2.40.0 (2024-10-07)

Jamf Connect Release Notes
Solution
Application
Jamf Connect
Content Type
Release Notes
Utilities & Services
ft:locale
en-US

FIDO2 Authentication for Privilege Elevation

The Verify User Promotion via FIDO2 (VerifyUserPromotionFIDO2) setting allows you to let users authenticate through Safari prior to a privilege elevation session. Authenticating within a browser adds support for WebAuthn authenticators, including passkeys and FIDO2 keys. This setting is currently supported with the following identity providers:

  • Microsoft Entra ID

  • Okta Identity Engine

  • Okta OpenID Connect (OIDC)

  • PingFederate

Keep the following in mind when implementing this setting in your environment:

  • Requiring WebAuthN authentication for privilege elevation may require changes to your identity provider's authentication policies.

  • After enabling the setting, the Jamf Connect OIDC application located in your identity provider configuration must use the following Redirect URI to prevent any errors: jamfconnect://loggedin

For more information, see Privilege Elevation Settings.

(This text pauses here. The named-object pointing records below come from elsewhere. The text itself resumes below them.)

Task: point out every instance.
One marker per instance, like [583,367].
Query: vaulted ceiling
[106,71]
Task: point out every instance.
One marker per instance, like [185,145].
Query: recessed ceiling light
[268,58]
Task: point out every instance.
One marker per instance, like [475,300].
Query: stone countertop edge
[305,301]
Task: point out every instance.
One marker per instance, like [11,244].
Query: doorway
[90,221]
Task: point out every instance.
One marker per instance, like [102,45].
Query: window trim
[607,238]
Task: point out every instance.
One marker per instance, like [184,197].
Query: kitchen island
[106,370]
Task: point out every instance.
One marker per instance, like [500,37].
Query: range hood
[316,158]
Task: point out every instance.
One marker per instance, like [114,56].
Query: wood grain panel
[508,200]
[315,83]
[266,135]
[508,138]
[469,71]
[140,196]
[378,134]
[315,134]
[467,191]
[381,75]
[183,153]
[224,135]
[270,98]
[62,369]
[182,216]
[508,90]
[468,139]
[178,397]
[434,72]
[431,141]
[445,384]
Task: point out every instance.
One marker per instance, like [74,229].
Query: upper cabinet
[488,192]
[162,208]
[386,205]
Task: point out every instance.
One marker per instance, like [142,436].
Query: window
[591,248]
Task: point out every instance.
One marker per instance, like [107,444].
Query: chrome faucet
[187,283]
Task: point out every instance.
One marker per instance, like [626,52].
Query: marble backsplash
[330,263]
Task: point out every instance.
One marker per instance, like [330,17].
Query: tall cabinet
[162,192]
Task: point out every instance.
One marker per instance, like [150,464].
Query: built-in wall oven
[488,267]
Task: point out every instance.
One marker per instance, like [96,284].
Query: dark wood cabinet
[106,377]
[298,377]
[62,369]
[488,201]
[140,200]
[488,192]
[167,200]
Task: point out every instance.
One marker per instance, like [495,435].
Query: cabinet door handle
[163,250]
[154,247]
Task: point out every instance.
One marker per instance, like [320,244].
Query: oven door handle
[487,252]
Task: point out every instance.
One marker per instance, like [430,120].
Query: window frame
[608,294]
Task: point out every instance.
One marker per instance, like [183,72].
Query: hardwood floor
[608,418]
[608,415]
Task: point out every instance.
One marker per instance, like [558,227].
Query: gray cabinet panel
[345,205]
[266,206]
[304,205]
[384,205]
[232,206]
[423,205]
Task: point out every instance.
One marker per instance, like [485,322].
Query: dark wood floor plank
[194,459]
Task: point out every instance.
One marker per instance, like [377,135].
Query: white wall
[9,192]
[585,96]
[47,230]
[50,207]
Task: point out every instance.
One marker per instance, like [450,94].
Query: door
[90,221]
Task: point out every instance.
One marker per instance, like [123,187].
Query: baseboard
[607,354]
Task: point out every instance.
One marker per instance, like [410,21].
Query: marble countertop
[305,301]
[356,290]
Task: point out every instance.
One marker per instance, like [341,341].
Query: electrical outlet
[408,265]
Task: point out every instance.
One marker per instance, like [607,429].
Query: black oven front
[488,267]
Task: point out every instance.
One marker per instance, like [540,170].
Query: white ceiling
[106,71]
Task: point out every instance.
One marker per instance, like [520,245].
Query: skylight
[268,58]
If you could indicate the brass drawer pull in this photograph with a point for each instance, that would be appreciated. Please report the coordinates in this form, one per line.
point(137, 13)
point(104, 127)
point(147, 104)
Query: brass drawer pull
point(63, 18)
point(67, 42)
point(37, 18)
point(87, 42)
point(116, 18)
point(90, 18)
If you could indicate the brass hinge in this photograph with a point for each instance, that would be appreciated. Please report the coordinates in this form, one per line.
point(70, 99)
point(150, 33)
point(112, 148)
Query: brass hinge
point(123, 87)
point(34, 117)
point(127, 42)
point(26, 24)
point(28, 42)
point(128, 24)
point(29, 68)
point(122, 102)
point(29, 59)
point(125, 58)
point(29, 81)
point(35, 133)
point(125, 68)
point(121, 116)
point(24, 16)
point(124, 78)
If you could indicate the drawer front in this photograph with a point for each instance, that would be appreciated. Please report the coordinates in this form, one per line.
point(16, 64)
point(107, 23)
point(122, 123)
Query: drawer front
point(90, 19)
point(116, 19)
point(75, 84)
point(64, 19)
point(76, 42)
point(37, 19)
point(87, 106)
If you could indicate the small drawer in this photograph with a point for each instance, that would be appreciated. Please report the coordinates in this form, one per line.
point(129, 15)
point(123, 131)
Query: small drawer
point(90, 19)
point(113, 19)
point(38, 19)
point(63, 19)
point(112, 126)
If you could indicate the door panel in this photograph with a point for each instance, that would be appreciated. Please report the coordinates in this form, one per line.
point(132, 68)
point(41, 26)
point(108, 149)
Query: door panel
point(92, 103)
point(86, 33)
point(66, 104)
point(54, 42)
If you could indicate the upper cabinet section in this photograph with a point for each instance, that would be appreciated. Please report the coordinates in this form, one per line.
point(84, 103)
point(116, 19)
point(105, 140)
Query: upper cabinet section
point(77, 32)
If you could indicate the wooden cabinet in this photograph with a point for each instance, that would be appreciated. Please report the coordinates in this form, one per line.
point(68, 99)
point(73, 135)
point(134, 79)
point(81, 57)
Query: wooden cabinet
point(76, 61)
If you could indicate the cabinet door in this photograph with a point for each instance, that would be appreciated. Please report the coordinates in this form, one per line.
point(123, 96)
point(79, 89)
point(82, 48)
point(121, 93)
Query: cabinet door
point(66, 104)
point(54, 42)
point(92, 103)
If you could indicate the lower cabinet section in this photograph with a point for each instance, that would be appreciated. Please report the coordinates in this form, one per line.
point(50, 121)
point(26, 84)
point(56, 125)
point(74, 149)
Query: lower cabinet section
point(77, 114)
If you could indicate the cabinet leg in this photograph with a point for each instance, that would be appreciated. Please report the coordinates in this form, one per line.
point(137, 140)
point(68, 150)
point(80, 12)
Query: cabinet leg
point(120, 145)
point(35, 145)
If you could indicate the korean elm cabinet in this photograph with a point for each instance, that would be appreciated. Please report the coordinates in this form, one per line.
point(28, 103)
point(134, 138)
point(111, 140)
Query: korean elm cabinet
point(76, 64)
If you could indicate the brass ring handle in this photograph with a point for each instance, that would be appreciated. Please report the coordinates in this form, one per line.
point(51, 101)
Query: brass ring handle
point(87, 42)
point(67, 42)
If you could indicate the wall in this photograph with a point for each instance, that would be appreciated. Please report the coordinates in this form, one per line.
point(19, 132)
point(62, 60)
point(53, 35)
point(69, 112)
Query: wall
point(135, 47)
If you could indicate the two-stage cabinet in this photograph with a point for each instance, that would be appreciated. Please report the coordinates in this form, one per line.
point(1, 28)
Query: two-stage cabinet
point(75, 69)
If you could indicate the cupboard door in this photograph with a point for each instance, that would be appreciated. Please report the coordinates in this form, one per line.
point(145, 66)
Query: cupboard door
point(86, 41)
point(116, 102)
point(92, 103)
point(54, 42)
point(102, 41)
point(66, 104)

Other Changes and Improvements

The Jamf Connect menu bar app now displays the temporary privilege elevation duration in the format MM:SS. This improves usability during privilege elevation sessions lasting less than 60 minutes.

Resolved Issues

  • [PI118548] The password expiration timer in the Jamf Connect menu bar app now resets as intended when a user changes their password via Kerberos.

  • [PI119435] Users no longer see incorrect credentials in the Jamf Connect menu bar after an administrator accesses the user's computer and authenticates via the Verify User Promotion (VerifyUserPromotion) setting.

  • [PI119480] The Jamf Connect login window no longer displays the OIDC login window instead of the local login window.

  • [PI119859] The Jamf Connect menu bar app no longer attempts to gather multiple Kerberos tickets when the Password Change Workflow (PasswordChangeWorkflow) setting is set to Kerberos.

  • [PI119892] The Automatically push last Multifactor tool tip no longer contains an incorrect spelling.

  • [PI119966] The Jamf Connect menu bar no longer incorrectly modifies the PasswordCurrent state setting during background password syncs that experience a connection interruption.

  • [PI120036] Using the jamfconnect acc-promo --demote Terminal command no longer causes the Terminal window to lose focus.